I’ve had times in my life when my paid work was gardening or landscaping, and writing was a hobby. I’ve also had times when my paid work was writing or something to do with writing, and gardening was a hobby. I found that I prefer the latter state of being—it feels more flexible and filled with artistic possibilities.
My grad school advisor Rachel Pollack said that the best job for a writer is the one that allows you to do the most writing. My current day job now is great because it’s interesting and I interact with intelligent people, but it’s not all-consuming and doesn’t take up an undue amount of mental space.

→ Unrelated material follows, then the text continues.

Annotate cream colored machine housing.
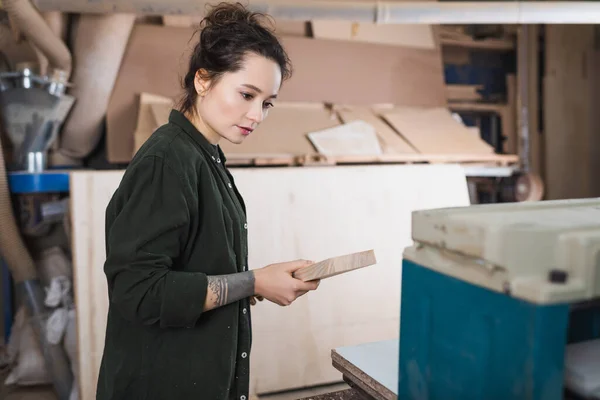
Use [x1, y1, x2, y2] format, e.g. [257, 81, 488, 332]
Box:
[404, 198, 600, 305]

Writing is a net that can be thrown over anything, incorporating all of the author’s varied and unusual interests. Currently I edit the newsletter of the Ecological Landscaping Association (a great nonprofit that educates professionals and homeowners about how to work with nature instead of against it in the landscape). The folks there told me it’s rare to find a writer who also has landscaping experience. If you are a writer and have other passions or experience (as all writers do), I encourage you to try find out how you can put them to good use—someone will value your background.
The other thing about jobs is that—just like all those failed relationships—everything is material. I have been an usher in a concert hall, a park ranger, ice cream maker, farmer, and after school teacher, just to name a few of the positions I’ve held over the years. As Pat Schneider wrote, “Live your life thoughtfully, empathetically. Listen, and watch. Write. From these practices will come the most important things you need to know in order to create good fiction.” Or good anything.